Bon, je crois que je n'ai rien oublié...siiiiiii, et justement "Mitou" ne m'aurait pas pardonné de passer ces aspects du programme sous silence : tout d'abord ce sont les 80 ans des arènes de Morlanne et une expo retrace leur histoire et ensuite il y aura agapes et rondes de vinos à toute heure du jour et de la nuit, agrémentées de bonne musique aux "Burladeros", le local de la PJA. Salud y libertad !

Bonne semaine à nous, à vous, à tous quoi.

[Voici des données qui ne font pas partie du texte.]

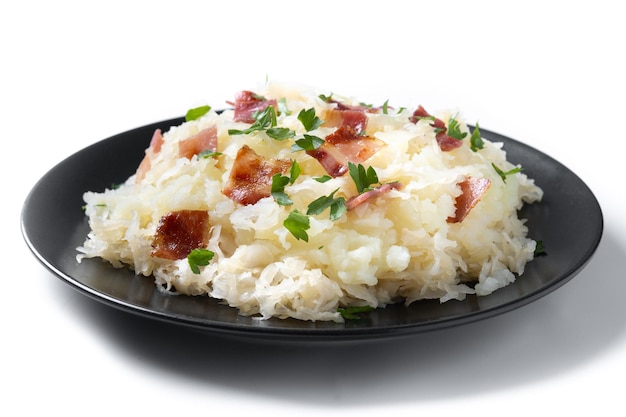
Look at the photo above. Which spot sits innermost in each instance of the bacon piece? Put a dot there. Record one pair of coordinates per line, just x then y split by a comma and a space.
247, 103
472, 190
357, 200
251, 176
445, 142
342, 146
331, 159
180, 232
355, 119
204, 140
155, 147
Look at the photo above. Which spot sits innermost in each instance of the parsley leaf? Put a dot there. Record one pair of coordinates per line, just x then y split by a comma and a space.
337, 206
278, 190
386, 107
309, 120
352, 313
208, 153
326, 98
298, 223
323, 178
476, 141
294, 173
282, 107
262, 120
196, 113
280, 133
504, 174
362, 178
454, 130
307, 143
199, 257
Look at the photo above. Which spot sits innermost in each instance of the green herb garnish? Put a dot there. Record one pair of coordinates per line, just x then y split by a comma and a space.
282, 107
476, 141
386, 107
323, 178
454, 130
504, 174
278, 190
280, 133
199, 257
307, 143
196, 113
309, 120
337, 206
362, 178
262, 121
298, 223
208, 154
294, 173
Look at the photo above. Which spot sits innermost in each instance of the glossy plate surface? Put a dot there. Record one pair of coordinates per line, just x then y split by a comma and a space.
53, 225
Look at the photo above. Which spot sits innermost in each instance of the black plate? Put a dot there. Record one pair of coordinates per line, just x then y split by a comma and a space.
53, 225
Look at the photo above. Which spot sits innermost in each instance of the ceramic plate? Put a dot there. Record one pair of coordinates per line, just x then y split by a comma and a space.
53, 225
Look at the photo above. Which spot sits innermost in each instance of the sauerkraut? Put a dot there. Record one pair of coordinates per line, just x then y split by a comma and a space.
400, 245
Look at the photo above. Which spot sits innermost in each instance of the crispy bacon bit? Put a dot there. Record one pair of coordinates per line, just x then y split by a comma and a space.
355, 119
247, 104
155, 147
472, 190
251, 176
180, 232
368, 195
343, 146
445, 142
204, 140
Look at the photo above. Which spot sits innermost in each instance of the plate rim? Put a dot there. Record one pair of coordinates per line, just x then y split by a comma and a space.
322, 334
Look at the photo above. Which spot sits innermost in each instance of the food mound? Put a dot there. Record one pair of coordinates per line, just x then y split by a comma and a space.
304, 204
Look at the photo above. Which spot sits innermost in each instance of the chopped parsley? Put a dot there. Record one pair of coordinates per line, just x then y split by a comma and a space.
307, 143
363, 178
309, 120
196, 113
294, 172
266, 120
504, 174
262, 121
454, 130
352, 313
298, 223
208, 154
323, 178
476, 141
280, 133
199, 257
278, 190
337, 206
282, 107
279, 182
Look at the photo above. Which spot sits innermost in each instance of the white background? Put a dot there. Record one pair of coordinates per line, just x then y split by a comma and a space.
550, 74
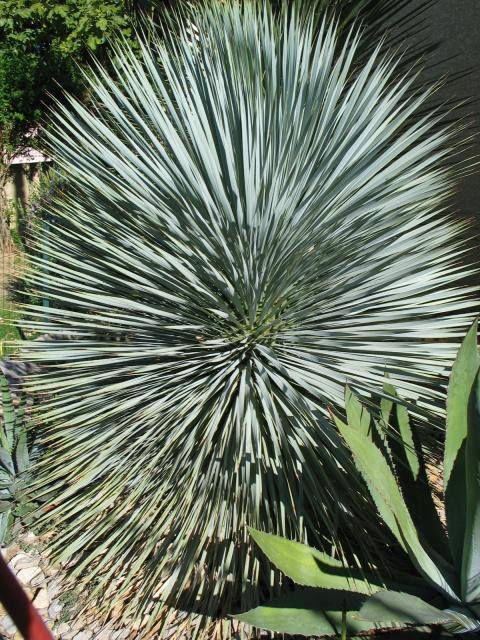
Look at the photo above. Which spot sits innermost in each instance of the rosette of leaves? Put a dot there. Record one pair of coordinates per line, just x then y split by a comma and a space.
444, 586
250, 219
16, 450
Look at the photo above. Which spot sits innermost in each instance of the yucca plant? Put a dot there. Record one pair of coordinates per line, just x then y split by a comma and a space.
250, 219
447, 575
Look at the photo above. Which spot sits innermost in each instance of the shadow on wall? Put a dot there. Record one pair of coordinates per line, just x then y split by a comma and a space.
455, 25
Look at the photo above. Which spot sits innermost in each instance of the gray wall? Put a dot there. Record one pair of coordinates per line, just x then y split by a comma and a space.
455, 24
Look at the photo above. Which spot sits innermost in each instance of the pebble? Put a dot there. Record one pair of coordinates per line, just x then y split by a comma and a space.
38, 580
7, 625
24, 562
10, 552
18, 557
42, 601
54, 610
63, 628
26, 575
83, 635
54, 588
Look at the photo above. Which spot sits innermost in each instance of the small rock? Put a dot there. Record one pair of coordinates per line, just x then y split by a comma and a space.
83, 635
104, 634
38, 580
25, 562
10, 552
7, 626
20, 555
54, 610
54, 587
26, 575
63, 628
50, 571
42, 601
30, 537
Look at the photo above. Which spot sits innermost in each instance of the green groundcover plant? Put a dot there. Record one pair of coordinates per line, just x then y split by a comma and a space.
444, 588
250, 219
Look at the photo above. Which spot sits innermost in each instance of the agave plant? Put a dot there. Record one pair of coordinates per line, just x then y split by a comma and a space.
250, 219
447, 575
16, 451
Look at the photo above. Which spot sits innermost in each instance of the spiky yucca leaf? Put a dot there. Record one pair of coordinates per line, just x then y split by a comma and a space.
250, 221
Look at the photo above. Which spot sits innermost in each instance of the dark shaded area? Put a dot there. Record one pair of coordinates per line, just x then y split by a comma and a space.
455, 25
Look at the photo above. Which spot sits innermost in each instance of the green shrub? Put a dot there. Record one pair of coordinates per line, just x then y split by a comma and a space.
444, 587
250, 219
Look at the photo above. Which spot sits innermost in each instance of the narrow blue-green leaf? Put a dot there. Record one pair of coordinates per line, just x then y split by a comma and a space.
460, 478
309, 567
309, 612
393, 608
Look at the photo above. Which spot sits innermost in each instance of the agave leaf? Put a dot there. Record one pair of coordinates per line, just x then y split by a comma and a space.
393, 608
461, 460
8, 418
387, 495
309, 612
312, 568
411, 471
6, 462
22, 457
470, 576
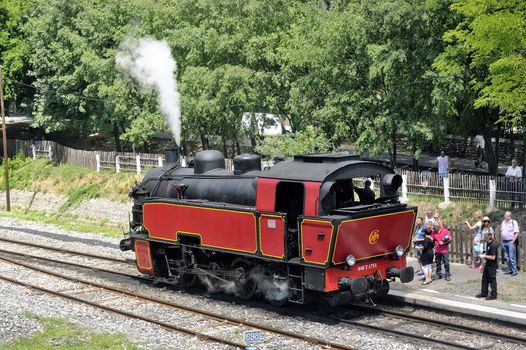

Nb : ah oui ! l'affiche est signée Mathieu Sodore. Mais ça, tout le monde le sait depuis 28 ans.

mardi 11 septembre 2012

Courzyvite, courzyvite


On dirait une accroche à la Yvon Audouard : " Librairie Teissier" ( spécialisée en ésotorisme certainement, attention livres sur écoute, lecteurs du 3° Décan fuyez ! ) / "11 rue Régale" ( "La rue du boxon de Nîmes sioûplait ?" " Ben rue Régale , bonhomme ") / " Tinto y aceitunas " ( même en Corée du Nord les vernissages font plus cossu, oui, mais ça sonne espingouin )...Pourtant je crois que si vous êtes dans le coin il faudrait y aller parce que " Ya portrait, Portrazo même, non ? ". Et si tout est de ce tonneau...
C'est Delon, et dans le Delon tout n'est pas bon - heureusement- mais rien n'est sans passion.
Sinon on peut commander un catalogue tiré à 40 exemplaires...pour en savoir plus cliquez là :
http://photosmotstoros.blogspot.fr/2012/09/jme-la-pete-grave.html


Sans faute non plus...courez aux deux endroits où seront exposées les transcendantales photos de Cazalis Carlos. De surcroît, sachez qu' à La Marmite on se restaure fort bien et on y boit de l' Elian Da Ros par exemple. Ensuite, rue Godin, Pfifferling  le magicien de L'Anglore , proposera un Rosé de José. le jeu de mots vaut ce qu'il vaut mais la chopine doit, elle, mériter son pesant de pur raisin.
Des taureaux, des toreros, du vin, des olives, des photos, de la bonne chère, des amis...profitons tant que tout ceci est encore constitutionnel.